In Miranda stieg Panik auf, und sie schluckte, bevor sie sprechen konnte. „Ich verstehe nicht …“

„Lisa hat es in dem Brief erklärt. Sie sagte, Sie würden alles verstehen, wenn Sie ihn erst gelesen haben. Und sie bat mich, Ihnen auszurichten, dass er ihr leid tut und dass Sie Ihnen für Ihre Hilfe dankt. Ich muss jetzt gehen, ich habe noch eine lange Fahrt vor mir.“

„Einen Moment.“ Miranda machte einen Schritt auf ihn zu, als er sich zum Gehen wandte. „Wo wollen Sie hin? Sie können die Kinder doch nicht einfach hier lassen.“

Jack beschleunigte seine Schritte eher noch und antwortete ihr über die Schulter: „Tut mir leid, Miss, aber ich muss los. Lesen Sie den Brief, der erklärt alles.“

Ungläubig blickte Miranda dem Mann nach, der in einen Pick-up-Truck stieg und wegfuhr, ohne sich noch einmal umzusehen. Erst einen Moment später drehte sie sich langsam um, wohl wissend, dass dort zwei kleine Jungen standen, die erwartungsvoll zu ihr aufschauten.

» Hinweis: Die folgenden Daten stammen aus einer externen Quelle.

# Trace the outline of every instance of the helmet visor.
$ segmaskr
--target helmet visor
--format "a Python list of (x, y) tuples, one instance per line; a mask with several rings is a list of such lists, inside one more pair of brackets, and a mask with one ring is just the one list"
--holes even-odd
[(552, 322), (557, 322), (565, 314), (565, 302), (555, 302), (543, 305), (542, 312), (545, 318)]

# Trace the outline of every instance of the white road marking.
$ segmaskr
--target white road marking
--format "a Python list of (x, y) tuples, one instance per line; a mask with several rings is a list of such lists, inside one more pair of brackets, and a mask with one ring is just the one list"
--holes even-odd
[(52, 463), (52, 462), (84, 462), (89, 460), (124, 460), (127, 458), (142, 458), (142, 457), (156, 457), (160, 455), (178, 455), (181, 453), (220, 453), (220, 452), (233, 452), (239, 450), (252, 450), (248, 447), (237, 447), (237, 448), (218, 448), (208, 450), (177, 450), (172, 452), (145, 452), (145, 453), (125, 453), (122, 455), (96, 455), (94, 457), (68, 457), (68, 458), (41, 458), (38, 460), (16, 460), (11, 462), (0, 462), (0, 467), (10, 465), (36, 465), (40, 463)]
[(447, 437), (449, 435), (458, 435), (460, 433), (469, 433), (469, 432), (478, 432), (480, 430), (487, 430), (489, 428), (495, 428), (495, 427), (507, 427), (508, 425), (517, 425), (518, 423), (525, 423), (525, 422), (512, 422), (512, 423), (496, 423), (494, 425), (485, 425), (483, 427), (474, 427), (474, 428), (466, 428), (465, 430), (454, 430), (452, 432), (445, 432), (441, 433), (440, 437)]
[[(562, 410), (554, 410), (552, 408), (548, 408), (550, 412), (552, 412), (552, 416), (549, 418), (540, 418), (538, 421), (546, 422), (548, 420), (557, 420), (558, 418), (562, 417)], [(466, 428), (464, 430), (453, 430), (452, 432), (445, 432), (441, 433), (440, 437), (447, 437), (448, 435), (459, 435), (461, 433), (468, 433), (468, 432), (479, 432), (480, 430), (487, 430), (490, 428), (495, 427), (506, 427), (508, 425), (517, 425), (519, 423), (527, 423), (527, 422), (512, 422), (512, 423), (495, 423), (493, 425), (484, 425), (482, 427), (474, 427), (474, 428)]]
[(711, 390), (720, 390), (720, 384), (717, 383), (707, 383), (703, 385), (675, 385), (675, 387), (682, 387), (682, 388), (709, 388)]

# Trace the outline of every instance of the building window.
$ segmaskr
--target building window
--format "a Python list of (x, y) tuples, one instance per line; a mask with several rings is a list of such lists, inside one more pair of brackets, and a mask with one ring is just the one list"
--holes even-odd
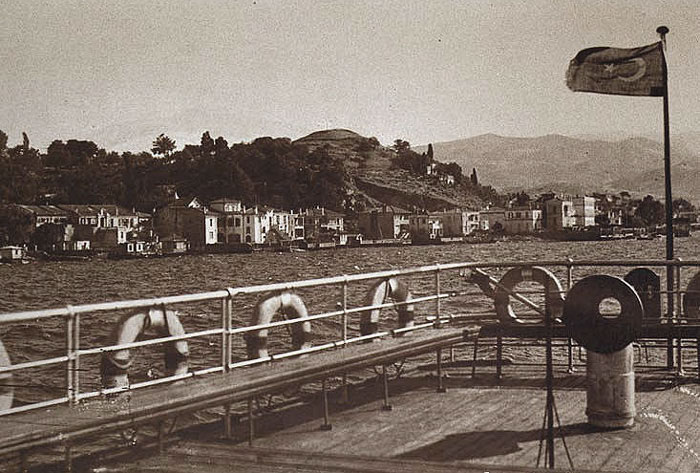
[(236, 226), (240, 227), (241, 226), (241, 219), (236, 217)]
[(250, 217), (245, 218), (245, 223), (250, 223)]

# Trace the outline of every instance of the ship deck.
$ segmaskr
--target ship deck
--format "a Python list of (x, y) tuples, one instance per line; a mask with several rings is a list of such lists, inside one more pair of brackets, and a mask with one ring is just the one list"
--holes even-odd
[[(389, 384), (386, 410), (381, 379), (330, 395), (332, 430), (320, 428), (320, 394), (261, 414), (248, 444), (245, 416), (223, 438), (221, 423), (183, 432), (164, 453), (110, 462), (114, 473), (224, 471), (534, 471), (545, 409), (543, 366), (490, 362), (472, 376), (469, 350), (446, 365), (446, 392), (437, 392), (434, 364)], [(700, 469), (700, 386), (696, 373), (664, 369), (636, 373), (635, 425), (599, 430), (587, 425), (585, 369), (555, 371), (557, 469), (571, 471), (691, 472)], [(544, 453), (540, 466), (544, 463)]]

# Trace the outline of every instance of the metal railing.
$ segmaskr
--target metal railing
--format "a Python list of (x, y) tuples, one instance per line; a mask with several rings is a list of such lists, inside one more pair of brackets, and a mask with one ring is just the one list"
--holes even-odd
[[(292, 356), (309, 354), (321, 350), (327, 349), (337, 349), (347, 346), (352, 343), (358, 343), (362, 341), (367, 341), (374, 338), (387, 337), (390, 335), (399, 335), (411, 330), (421, 330), (429, 328), (439, 328), (443, 323), (454, 321), (454, 320), (467, 320), (472, 322), (477, 322), (483, 320), (483, 318), (494, 319), (495, 316), (492, 312), (467, 312), (466, 314), (444, 314), (443, 311), (443, 301), (448, 298), (454, 297), (485, 297), (481, 291), (475, 290), (476, 288), (470, 286), (467, 290), (445, 290), (446, 282), (452, 282), (457, 280), (460, 282), (459, 285), (465, 283), (464, 273), (468, 270), (505, 270), (510, 268), (523, 268), (531, 266), (542, 266), (549, 268), (557, 268), (560, 273), (563, 273), (566, 277), (565, 280), (565, 290), (568, 291), (575, 281), (575, 270), (580, 271), (583, 268), (589, 268), (590, 270), (599, 270), (603, 267), (616, 267), (616, 268), (631, 268), (631, 267), (656, 267), (656, 268), (671, 268), (674, 274), (674, 286), (672, 291), (660, 291), (662, 294), (669, 295), (668, 301), (672, 302), (670, 306), (667, 306), (665, 318), (666, 322), (675, 322), (682, 319), (682, 296), (685, 291), (682, 288), (683, 276), (686, 273), (683, 270), (690, 268), (700, 267), (700, 261), (681, 261), (680, 259), (674, 261), (665, 260), (608, 260), (608, 261), (594, 261), (594, 260), (580, 260), (574, 261), (572, 259), (559, 260), (559, 261), (526, 261), (526, 262), (507, 262), (507, 263), (493, 263), (493, 262), (463, 262), (463, 263), (448, 263), (448, 264), (434, 264), (429, 266), (421, 266), (415, 268), (401, 269), (401, 270), (388, 270), (388, 271), (378, 271), (365, 274), (353, 274), (353, 275), (342, 275), (336, 277), (326, 277), (319, 279), (295, 281), (288, 283), (273, 283), (265, 285), (254, 285), (254, 286), (244, 286), (244, 287), (230, 287), (223, 290), (202, 292), (196, 294), (186, 294), (179, 296), (168, 296), (160, 298), (151, 299), (139, 299), (139, 300), (127, 300), (127, 301), (117, 301), (117, 302), (104, 302), (97, 304), (82, 304), (75, 306), (66, 306), (63, 308), (54, 308), (47, 310), (33, 310), (25, 312), (14, 312), (14, 313), (4, 313), (0, 314), (0, 326), (12, 324), (12, 323), (37, 323), (49, 318), (63, 318), (64, 319), (64, 332), (65, 332), (65, 354), (62, 356), (53, 356), (40, 360), (33, 360), (23, 363), (18, 363), (10, 366), (0, 367), (0, 377), (2, 375), (12, 374), (20, 370), (29, 370), (53, 365), (65, 364), (65, 395), (42, 400), (39, 402), (32, 402), (30, 404), (11, 407), (5, 410), (0, 410), (0, 416), (13, 414), (17, 412), (27, 411), (31, 409), (39, 409), (43, 407), (58, 405), (58, 404), (69, 404), (76, 405), (81, 400), (95, 398), (100, 396), (106, 396), (118, 392), (123, 392), (125, 390), (133, 390), (139, 388), (145, 388), (148, 386), (155, 386), (163, 383), (171, 383), (185, 378), (202, 376), (211, 373), (229, 372), (233, 369), (242, 368), (246, 366), (252, 366), (261, 363), (274, 362), (276, 360), (281, 360), (289, 358)], [(391, 301), (386, 300), (380, 304), (374, 305), (360, 305), (357, 307), (349, 307), (348, 305), (348, 288), (352, 284), (362, 284), (371, 280), (388, 280), (393, 277), (410, 277), (410, 276), (432, 276), (432, 284), (429, 283), (430, 293), (428, 295), (423, 295), (419, 297), (412, 298), (410, 301)], [(454, 279), (447, 279), (448, 276), (452, 276)], [(318, 314), (309, 315), (308, 318), (292, 318), (287, 320), (278, 320), (265, 324), (258, 325), (246, 325), (246, 326), (233, 326), (233, 313), (234, 313), (234, 300), (237, 297), (244, 295), (254, 296), (266, 293), (279, 293), (282, 291), (298, 291), (306, 288), (317, 288), (317, 287), (327, 287), (327, 286), (339, 286), (341, 289), (340, 301), (337, 304), (336, 310), (320, 312)], [(422, 287), (422, 290), (426, 290), (426, 287)], [(522, 292), (521, 292), (522, 294)], [(516, 298), (518, 294), (515, 295)], [(522, 297), (522, 295), (520, 295)], [(146, 309), (167, 307), (175, 304), (186, 304), (186, 303), (196, 303), (196, 302), (211, 302), (220, 301), (221, 303), (221, 318), (220, 325), (212, 328), (207, 328), (205, 330), (200, 330), (192, 333), (186, 333), (183, 335), (158, 337), (148, 340), (134, 341), (131, 343), (118, 344), (118, 345), (108, 345), (100, 347), (81, 347), (81, 320), (85, 317), (96, 317), (98, 314), (123, 311), (123, 310), (135, 310), (135, 309)], [(349, 324), (352, 316), (359, 313), (366, 312), (372, 309), (382, 309), (389, 307), (399, 307), (401, 305), (415, 305), (421, 303), (427, 303), (434, 301), (434, 308), (432, 309), (433, 314), (425, 314), (423, 320), (417, 321), (415, 326), (398, 328), (393, 330), (379, 331), (370, 335), (359, 335), (351, 336), (349, 331)], [(489, 317), (490, 316), (490, 317)], [(290, 327), (293, 324), (298, 324), (302, 322), (309, 321), (321, 321), (329, 319), (340, 319), (340, 334), (338, 339), (331, 340), (329, 342), (321, 343), (319, 345), (311, 346), (309, 348), (295, 349), (292, 351), (286, 351), (282, 353), (270, 354), (266, 357), (256, 358), (256, 359), (245, 359), (234, 361), (233, 353), (233, 341), (234, 336), (243, 336), (245, 334), (263, 330), (272, 329), (278, 327)], [(114, 352), (118, 350), (132, 349), (137, 347), (145, 347), (151, 345), (161, 345), (166, 343), (173, 343), (177, 341), (201, 338), (201, 337), (220, 337), (220, 362), (212, 365), (206, 366), (200, 369), (189, 371), (185, 374), (165, 376), (157, 379), (150, 379), (146, 381), (141, 381), (137, 383), (130, 384), (127, 387), (115, 387), (115, 388), (102, 388), (99, 390), (92, 391), (82, 391), (80, 386), (80, 373), (81, 373), (81, 359), (89, 355), (98, 355), (108, 352)], [(28, 342), (30, 343), (30, 342)], [(680, 343), (679, 343), (680, 347)], [(569, 344), (569, 350), (571, 350), (571, 344)], [(679, 348), (680, 350), (680, 348)], [(672, 355), (672, 353), (671, 353)], [(95, 376), (99, 376), (99, 373), (95, 373)]]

„Bist du unsere Tante Randa?“, fragte einer der beiden mit zitternder Stimme, während sich sein Bruder schüchtern hinter ihm versteckte.

„Ja“, antwortete sie, „das bin ich wohl.“

„Wir sollten besser reingehen, wenn Sie den Brief lesen wollen“, flüsterte Mark und durchbrach damit ihre momentane Starre. „Es ist kühl hier draußen, und die Jungs haben keine Jacken über den T-Shirts an.“

„Reingehen?“ Miranda hatte das Gefühl, plötzlich den Boden unter den Füßen zu verlieren. „In meine Wohnung?“

Mark streckte die Hand aus und sagte: „Geben Sie mir den Schlüssel, ich mache die Tür auf.“

Miranda schüttelte den Kopf, um wieder klar denken zu können. Sie hatte alles im Griff, beruhigte sie sich selbst, es war nur eine momentane Schockreaktion gewesen.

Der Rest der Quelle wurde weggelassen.